Мельцер-старший кивнул, очевидно, обрадовавшись тому, что Пауль взял это на себя. Иоганн слышал ткачихину ругань даже в своем кабинете. Если бы не несчастный случай, он давно бы вышвырнул бабу на улицу. С его стороны было ошибкой несколько раз давать ей деньги…
Пауль ухмыльнулся и не стал напоминать отцу, что тот по собственной воле попал впросак. Он и так злился.
– Всё бабы, – проворчал Мельцер-старший. – Читал утром «Альгемайне»?[19]
Суфражистки! Дикие фурии в женском обличье. Бесстыжий сброд. В Англии разбили окна в министерстве внутренних дел. Бросаются под конные экипажи, поджигают дома, купаются в реке в чем мать родила…– Ух ты! – Пауля позабавил рассказ отца. – Кажется, тебя это и впрямь бесит. Дамы всего-то требуют для себя избирательного права, и я искренне недоумеваю, почему бы им не…
Директор Мельцер уставился на сына так, словно видел его впервые:
– Да понимаешь ли ты, что Европе конец, допусти женщин до избирательной урны! – гневно прикрикнул он на сына.
– Многие женщины умны и рациональны. Например, мама…
Тут сын загнал его в угол. – Иоганн вынужден был признать это. Против мамы он войной не пойдет. Но женщины вроде Алисии должны находить применение своим талантам в рамках домашнего хозяйства, на благо мужьям и семье. Чем Алисия, несомненно, и занимается. Однако же сложные дела в рейхстаге женщинам неподвластны, у них для этого – пардон – не хватает ума. Судьбы империи должны определять мужчины, так было и так будет всегда.
Пауль не стал спорить, хотя не по всем пунктам был согласен с отцом. Китти, кстати, очень поддерживала суфражисток, она вообще любила провоцировать окружающих странными идеями. Отец не поминал Китти вот уже несколько дней, но этот приступ гнева лишний раз доказывал, что беглая дочь занимала его мысли.
– Я через часок-другой вернусь, отец.
– Не разгуливай особо!
Пауль поехал на виллу, оставил машину перед дверью, пролетел мимо удивленной Эльзы и побежал наверх. В холле второго этажа столкнулся с экономкой – по обыкновению чопорной и аккуратной. На ее лице была усталая улыбка.
– Моя мать в красной гостиной, фрейлейн Шмальцлер?
– Ваша мать в постели. У нее сильная мигрень.
– Ах ты, господи! – воскликнул он и остановился. – Пожалуйста, передайте ей кое-что немного погодя.
– Разумеется…
Они оба усмехнулись. Фрейлейн Шмальцлер жила в доме, сколько Пауль себя помнил, уже тогда о его тайных «отлучках», первых сигаретах, любовных приключениях ей было известно больше, чем родителям. Чаще всего она, добрая душа, покрывала мальчика, даже в ущерб себе.

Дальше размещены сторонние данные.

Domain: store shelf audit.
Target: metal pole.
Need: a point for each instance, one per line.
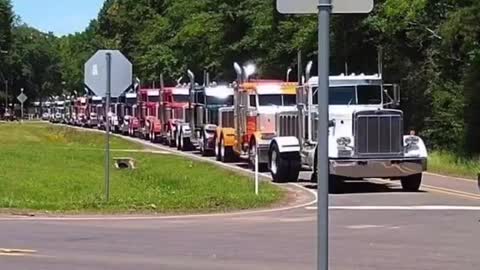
(299, 68)
(107, 127)
(6, 94)
(324, 10)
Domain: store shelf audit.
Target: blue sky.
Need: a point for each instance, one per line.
(58, 16)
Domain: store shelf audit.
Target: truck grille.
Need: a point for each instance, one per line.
(378, 133)
(228, 120)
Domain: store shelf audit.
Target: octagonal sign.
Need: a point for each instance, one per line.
(96, 73)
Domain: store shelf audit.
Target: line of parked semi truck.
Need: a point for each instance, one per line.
(273, 120)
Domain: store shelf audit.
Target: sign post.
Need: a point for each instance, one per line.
(22, 98)
(99, 70)
(324, 8)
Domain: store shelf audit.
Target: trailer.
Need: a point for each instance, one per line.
(94, 113)
(255, 106)
(173, 111)
(146, 112)
(366, 138)
(80, 111)
(58, 112)
(205, 103)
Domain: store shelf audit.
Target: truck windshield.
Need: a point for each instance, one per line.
(277, 100)
(352, 95)
(181, 98)
(227, 101)
(131, 100)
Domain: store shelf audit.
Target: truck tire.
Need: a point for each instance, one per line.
(226, 153)
(284, 167)
(217, 151)
(411, 183)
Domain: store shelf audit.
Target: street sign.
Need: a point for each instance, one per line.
(311, 6)
(22, 98)
(96, 73)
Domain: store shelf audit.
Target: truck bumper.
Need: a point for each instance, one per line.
(377, 168)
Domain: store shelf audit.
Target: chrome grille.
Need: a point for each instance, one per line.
(378, 133)
(287, 124)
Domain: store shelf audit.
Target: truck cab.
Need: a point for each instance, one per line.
(146, 112)
(173, 111)
(128, 111)
(366, 138)
(95, 112)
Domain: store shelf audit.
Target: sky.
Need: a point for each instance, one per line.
(62, 17)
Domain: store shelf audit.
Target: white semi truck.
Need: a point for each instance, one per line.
(366, 138)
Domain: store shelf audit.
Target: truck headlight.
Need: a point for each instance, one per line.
(344, 141)
(412, 140)
(267, 136)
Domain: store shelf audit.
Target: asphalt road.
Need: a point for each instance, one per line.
(374, 225)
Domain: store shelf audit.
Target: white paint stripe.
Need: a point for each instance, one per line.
(413, 207)
(188, 155)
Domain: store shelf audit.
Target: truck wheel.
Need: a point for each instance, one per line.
(226, 153)
(411, 183)
(284, 167)
(262, 167)
(202, 146)
(217, 151)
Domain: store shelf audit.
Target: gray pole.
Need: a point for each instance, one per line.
(21, 108)
(6, 94)
(324, 9)
(299, 67)
(107, 127)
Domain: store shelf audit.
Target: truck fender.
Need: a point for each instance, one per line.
(228, 136)
(286, 144)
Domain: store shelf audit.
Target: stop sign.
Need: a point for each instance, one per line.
(96, 73)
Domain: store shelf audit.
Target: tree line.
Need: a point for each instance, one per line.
(431, 47)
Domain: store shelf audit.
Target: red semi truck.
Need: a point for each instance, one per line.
(145, 113)
(173, 110)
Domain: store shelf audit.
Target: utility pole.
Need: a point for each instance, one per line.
(6, 95)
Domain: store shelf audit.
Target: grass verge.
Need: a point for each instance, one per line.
(453, 165)
(60, 169)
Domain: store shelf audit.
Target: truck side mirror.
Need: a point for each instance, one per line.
(396, 94)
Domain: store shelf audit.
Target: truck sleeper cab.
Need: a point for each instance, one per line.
(365, 138)
(173, 111)
(130, 99)
(200, 130)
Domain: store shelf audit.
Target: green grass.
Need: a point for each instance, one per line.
(453, 165)
(44, 167)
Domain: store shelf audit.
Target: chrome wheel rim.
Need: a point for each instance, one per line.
(222, 150)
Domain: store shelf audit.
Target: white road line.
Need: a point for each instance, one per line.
(403, 208)
(451, 177)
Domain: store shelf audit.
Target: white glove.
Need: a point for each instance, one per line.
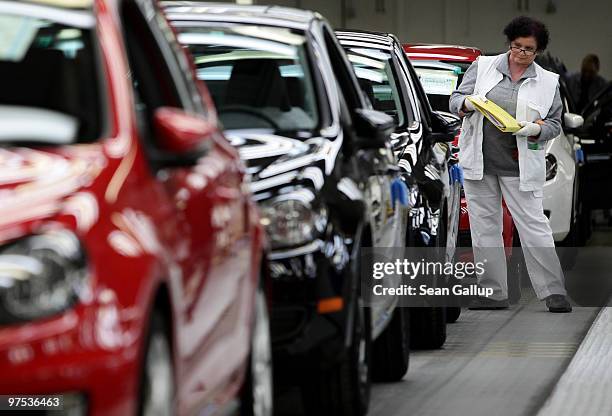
(528, 129)
(468, 104)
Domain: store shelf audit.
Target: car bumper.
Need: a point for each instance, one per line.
(303, 334)
(87, 355)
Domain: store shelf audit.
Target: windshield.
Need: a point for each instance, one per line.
(439, 79)
(49, 88)
(258, 77)
(374, 70)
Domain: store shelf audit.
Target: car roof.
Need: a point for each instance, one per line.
(234, 13)
(366, 39)
(439, 52)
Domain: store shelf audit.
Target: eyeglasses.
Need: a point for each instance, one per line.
(526, 52)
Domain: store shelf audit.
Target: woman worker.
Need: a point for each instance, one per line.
(511, 165)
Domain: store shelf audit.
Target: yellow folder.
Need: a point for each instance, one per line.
(496, 115)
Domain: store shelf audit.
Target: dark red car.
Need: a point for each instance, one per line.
(130, 250)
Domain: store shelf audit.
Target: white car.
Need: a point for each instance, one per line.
(561, 203)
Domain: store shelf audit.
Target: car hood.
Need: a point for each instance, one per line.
(274, 161)
(39, 184)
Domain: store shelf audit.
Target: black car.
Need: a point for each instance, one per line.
(322, 169)
(421, 142)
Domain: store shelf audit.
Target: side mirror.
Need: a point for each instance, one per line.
(373, 128)
(181, 133)
(573, 121)
(444, 127)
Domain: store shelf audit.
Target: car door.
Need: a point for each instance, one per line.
(212, 247)
(377, 167)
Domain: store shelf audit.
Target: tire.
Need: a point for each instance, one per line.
(257, 390)
(427, 327)
(157, 377)
(391, 350)
(344, 389)
(452, 314)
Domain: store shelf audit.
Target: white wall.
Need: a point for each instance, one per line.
(577, 27)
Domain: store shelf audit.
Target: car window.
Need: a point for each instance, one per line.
(378, 80)
(439, 79)
(49, 74)
(345, 76)
(258, 77)
(158, 78)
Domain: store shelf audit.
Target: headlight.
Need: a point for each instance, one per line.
(551, 166)
(40, 276)
(291, 222)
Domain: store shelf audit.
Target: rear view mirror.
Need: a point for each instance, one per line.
(444, 126)
(181, 133)
(573, 121)
(373, 128)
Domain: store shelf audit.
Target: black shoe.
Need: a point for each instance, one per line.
(481, 303)
(558, 304)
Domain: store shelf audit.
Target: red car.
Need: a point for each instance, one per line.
(130, 250)
(441, 69)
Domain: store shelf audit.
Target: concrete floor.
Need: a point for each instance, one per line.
(502, 363)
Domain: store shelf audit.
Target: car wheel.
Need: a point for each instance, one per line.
(428, 324)
(344, 389)
(257, 391)
(452, 314)
(427, 327)
(391, 350)
(157, 384)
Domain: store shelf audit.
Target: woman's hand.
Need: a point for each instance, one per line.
(529, 129)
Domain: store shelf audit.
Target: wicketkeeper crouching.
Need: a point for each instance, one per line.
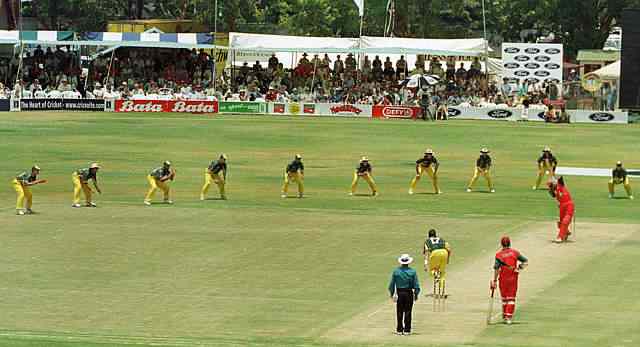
(158, 179)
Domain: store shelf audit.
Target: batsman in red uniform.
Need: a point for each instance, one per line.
(567, 209)
(508, 264)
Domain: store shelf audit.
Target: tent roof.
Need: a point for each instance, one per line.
(449, 47)
(366, 44)
(609, 72)
(281, 43)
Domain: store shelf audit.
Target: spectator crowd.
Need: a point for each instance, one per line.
(138, 73)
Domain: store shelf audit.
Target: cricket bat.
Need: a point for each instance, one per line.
(490, 310)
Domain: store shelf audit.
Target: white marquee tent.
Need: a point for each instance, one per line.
(609, 72)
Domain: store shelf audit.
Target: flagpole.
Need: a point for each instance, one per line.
(486, 44)
(360, 42)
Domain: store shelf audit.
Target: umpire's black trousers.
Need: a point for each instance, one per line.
(403, 310)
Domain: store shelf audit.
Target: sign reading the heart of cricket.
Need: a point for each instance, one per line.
(532, 62)
(179, 106)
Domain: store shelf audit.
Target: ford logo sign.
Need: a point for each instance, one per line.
(542, 58)
(601, 117)
(453, 112)
(499, 114)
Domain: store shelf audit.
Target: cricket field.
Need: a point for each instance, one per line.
(259, 270)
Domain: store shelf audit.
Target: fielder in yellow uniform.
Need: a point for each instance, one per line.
(619, 176)
(547, 164)
(437, 253)
(363, 171)
(22, 184)
(294, 172)
(430, 165)
(80, 180)
(158, 179)
(216, 173)
(483, 168)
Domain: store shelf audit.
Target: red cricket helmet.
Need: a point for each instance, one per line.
(505, 241)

– Я еду в больницу навестить пострадавшую девочку, – объяснил он. – Хочу взять с собой Мари.
– Мари? Но… при чем здесь Мари?
Конечно, она его раскусила. Можно было утаить что-то от родителей, даже от Лизы, но не от персонала. И уж тем более не от Шмальцлер.
– Она должна будет поговорить с пациенткой, – попытался он найти причину. – Есть кое-какие неясности. Мне девочка ничего не расскажет, но Мари, возможно, ее разговорит.